Les caractéristiques du canal de communication modulent l’influence du message en déterminant si le traitement sera heuristique, basé sur la saillance sociale, ou approfondi, basé sur le contenu, selon la présence ou l’absence d’indices sociaux.

2. Modèles d'influence

Notions clés & Définitions

  • Théorie de la Réponse Cognitive (TRC) : Greenwald (1968) : théorie selon laquelle la persuasion ne résulte pas d’un changement direct d’attitude, mais de la génération de pensées (favorables ou défavorables) par le récepteur en réponse à un message. La force de l’effet dépend des pensées auto-générées, qui influencent l’attitude finale.

  • Influence des pensées favorables et défavorables : notion centrale de la TRC, où la persuasion est modulée par la proportion de pensées positives ou négatives produites par le récepteur en réaction au message.

  • Jeu de rôle et auto-persuasion : Janis & King (1954) : processus par lequel la participation active, notamment en défendant une position dans un jeu de rôle, favorise la production de pensées auto-générées favorables, renforçant ainsi la persuasion.

Points essentiels

  • La TRC insiste sur le fait que la persuasion dépend des pensées que le récepteur génère en réponse à un message, plutôt que d’un effet direct du message lui-même. La qualité et la quantité de ces pensées déterminent l’attitude finale.

  • La méthode du « thought listing » permet de mesurer ces pensées et leur influence sur la persuasion, en établissant une corrélation forte entre la production de pensées nouvelles et l’effet persuasif.

  • Janis & King (1954) ont montré que la participation active, comme dans le cas du jeu de rôle, augmente la probabilité de changer d’attitude, car elle stimule la production de pensées auto-générées favorables, rendant le changement plus durable.

  • La théorie souligne que le changement d’attitude est plus marqué lorsque l’individu produit lui-même ses arguments, plutôt que de simplement recevoir ou écouter ceux des autres.

À retenir

La persuasion repose principalement sur la génération de pensées auto-générées par le récepteur, dont la nature (favorables ou défavorables) détermine l’effet final, et l’implication active dans le processus renforce ce mécanisme.

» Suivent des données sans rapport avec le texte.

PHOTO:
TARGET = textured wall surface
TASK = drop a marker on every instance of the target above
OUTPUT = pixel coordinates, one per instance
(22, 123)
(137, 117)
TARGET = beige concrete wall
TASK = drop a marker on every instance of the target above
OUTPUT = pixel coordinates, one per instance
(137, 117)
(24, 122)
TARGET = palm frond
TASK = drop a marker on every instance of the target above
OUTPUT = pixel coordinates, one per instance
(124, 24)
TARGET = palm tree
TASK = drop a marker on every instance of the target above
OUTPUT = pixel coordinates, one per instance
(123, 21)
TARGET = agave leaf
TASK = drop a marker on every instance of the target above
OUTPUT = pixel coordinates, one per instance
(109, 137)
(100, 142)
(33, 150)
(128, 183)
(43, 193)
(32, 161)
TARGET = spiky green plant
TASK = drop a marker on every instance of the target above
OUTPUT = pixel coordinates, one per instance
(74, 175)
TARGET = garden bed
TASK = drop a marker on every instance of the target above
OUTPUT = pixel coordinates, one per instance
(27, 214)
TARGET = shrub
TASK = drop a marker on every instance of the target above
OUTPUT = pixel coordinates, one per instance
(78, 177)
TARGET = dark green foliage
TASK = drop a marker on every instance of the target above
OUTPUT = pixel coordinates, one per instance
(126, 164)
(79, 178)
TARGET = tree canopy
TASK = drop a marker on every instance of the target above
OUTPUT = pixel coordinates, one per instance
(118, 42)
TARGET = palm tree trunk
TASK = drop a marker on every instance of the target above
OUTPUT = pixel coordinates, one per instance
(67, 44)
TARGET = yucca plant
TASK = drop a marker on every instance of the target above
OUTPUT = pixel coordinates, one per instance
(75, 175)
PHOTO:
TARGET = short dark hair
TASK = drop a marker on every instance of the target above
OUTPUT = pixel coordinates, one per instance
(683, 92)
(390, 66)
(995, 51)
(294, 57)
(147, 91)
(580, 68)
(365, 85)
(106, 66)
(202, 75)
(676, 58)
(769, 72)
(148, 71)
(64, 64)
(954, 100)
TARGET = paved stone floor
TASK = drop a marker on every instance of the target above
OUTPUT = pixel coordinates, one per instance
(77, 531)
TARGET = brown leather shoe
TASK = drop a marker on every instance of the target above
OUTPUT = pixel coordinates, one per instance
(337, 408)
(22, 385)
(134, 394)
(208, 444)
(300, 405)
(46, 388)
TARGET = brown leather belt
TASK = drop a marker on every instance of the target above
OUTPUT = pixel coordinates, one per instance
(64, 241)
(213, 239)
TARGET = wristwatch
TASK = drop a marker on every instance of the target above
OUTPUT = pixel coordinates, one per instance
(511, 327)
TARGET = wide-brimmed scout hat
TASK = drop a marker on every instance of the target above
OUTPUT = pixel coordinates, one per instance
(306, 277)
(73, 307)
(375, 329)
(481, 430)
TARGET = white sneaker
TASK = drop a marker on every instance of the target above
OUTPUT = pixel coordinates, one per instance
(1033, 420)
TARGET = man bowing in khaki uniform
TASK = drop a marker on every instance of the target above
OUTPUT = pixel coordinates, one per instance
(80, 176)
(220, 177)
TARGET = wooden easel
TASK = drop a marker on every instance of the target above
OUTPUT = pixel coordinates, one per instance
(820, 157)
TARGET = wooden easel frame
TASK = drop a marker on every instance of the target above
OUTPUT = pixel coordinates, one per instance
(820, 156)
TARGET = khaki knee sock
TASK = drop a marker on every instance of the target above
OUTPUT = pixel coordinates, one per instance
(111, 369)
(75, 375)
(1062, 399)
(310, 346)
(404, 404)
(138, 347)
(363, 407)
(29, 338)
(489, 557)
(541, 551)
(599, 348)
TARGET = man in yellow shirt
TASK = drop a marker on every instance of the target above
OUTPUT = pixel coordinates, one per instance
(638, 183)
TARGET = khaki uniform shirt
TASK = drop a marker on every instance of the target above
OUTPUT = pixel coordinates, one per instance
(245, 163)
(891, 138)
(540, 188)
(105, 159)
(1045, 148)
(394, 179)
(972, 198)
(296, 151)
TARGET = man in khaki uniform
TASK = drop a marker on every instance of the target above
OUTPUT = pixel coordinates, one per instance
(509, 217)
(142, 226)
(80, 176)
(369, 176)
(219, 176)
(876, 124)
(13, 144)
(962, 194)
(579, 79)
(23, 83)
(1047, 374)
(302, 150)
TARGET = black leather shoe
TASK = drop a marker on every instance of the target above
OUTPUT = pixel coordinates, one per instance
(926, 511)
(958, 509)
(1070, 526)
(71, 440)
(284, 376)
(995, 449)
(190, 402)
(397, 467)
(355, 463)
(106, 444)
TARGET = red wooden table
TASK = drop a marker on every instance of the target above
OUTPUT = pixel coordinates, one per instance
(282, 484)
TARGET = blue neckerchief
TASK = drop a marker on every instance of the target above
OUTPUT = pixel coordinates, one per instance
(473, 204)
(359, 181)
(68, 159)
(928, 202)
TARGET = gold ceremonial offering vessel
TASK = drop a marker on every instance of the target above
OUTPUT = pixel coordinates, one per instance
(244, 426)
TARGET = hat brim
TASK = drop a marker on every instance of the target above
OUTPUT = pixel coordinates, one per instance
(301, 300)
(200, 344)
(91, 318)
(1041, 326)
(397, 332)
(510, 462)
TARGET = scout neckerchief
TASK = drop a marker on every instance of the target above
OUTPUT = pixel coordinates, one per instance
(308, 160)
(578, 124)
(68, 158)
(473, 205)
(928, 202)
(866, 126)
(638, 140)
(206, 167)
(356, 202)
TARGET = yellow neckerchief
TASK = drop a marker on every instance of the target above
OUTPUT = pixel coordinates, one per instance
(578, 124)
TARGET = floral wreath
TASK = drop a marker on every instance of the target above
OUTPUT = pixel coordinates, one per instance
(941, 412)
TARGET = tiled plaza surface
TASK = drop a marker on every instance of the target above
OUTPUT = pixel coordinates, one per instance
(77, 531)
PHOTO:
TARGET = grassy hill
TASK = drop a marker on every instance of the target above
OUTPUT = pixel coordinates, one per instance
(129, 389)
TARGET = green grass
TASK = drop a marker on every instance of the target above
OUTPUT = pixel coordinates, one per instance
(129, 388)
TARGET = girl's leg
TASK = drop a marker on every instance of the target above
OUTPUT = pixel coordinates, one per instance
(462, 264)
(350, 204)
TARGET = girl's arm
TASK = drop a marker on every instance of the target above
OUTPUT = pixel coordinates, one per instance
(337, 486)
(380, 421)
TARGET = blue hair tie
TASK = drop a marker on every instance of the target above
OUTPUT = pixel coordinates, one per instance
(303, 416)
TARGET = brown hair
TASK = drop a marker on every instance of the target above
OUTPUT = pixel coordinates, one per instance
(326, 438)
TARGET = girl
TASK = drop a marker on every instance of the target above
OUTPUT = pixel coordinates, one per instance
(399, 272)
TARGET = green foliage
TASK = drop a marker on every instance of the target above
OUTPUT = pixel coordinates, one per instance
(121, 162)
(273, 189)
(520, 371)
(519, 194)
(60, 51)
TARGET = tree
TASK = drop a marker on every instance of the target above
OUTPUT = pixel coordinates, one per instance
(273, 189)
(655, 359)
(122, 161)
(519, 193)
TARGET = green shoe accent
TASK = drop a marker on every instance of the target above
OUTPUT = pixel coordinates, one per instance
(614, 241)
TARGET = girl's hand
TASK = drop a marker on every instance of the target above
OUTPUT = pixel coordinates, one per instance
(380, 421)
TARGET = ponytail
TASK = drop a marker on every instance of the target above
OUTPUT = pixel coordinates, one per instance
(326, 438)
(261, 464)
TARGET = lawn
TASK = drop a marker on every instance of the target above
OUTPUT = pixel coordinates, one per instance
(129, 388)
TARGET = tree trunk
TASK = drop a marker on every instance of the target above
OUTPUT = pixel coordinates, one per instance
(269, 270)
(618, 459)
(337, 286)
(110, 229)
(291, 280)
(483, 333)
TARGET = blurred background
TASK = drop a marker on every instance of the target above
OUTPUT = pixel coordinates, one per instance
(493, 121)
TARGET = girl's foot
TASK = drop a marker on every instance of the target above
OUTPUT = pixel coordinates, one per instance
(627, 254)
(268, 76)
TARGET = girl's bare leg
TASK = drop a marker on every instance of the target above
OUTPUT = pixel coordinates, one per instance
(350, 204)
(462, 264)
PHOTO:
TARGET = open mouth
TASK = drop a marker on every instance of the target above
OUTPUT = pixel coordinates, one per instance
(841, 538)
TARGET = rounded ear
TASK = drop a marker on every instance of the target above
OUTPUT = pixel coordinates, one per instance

3. Théorie de la réponse cognitive

Notions clés & Définitions

  • Théorie de la Réponse Cognitive (TRC) : Greenwald (1968) : théorie selon laquelle la persuasion ne résulte pas d'une influence directe du message, mais de la génération de pensées (favorables, défavorables, critiques) chez le récepteur, qui déterminent l'effet final. La persuasion dépend donc des pensées produites par le récepteur plutôt que du contenu du message lui-même.

  • Thought listing : Technique utilisée pour mesurer la relation entre les pensées générées par le récepteur et l'influence du message. Elle consiste à demander au sujet de lister ses pensées en réponse à un message, permettant d'établir une corrélation entre ces pensées et le changement d'attitude.

  • Effet du jeu de rôle et auto-persuasion : Janis & King (1954) : processus où la participation active, notamment en défendant soi-même une position dans un jeu de rôle, entraîne un changement d'attitude plus fort que la simple exposition passive au message. La production d'arguments auto-générés favorise une persuasion plus durable.

Points essentiels

  • La TRC insiste sur le fait que la persuasion résulte principalement des pensées que le message suscite chez le récepteur, et non d'une influence directe du contenu du message. La qualité et la nature des pensées (favorables ou défavorables) influencent la résistance ou la changement d'attitude.

  • La technique de « thought listing » permet d'établir une corrélation forte entre la production de pensées et l'effet persuasif, soulignant que plus les pensées favorables sont nombreuses, plus la persuasion est probable.

  • L'effet du jeu de rôle, étudié par Janis & King (1954), montre que la participation active à la défense d'une position, en produisant ses propres arguments, augmente significativement la probabilité de changement d'attitude, par auto-persuasion. La production d'arguments auto-générés est plus efficace que la simple réception passive.

À retenir

La persuasion selon la TRC dépend principalement des pensées auto-générées par le récepteur, et non du message lui-même. La participation active, comme dans le jeu de rôle, renforce cette influence en favorisant la production d'arguments personnels, ce qui conduit à un changement d'attitude plus durable.

4. Auto-persuasion et jeu de rôle

Notions clés & Définitions

  • Effet du jeu de rôle : Phénomène selon lequel la participation active à la défense d’une position (par le biais d’un jeu de rôle) augmente la persuasion, en particulier par la production d’arguments auto-générés, comme le montre Janis & King (1954). La participation active favorise la création de pensées favorables à la position, renforçant ainsi le changement d’attitude.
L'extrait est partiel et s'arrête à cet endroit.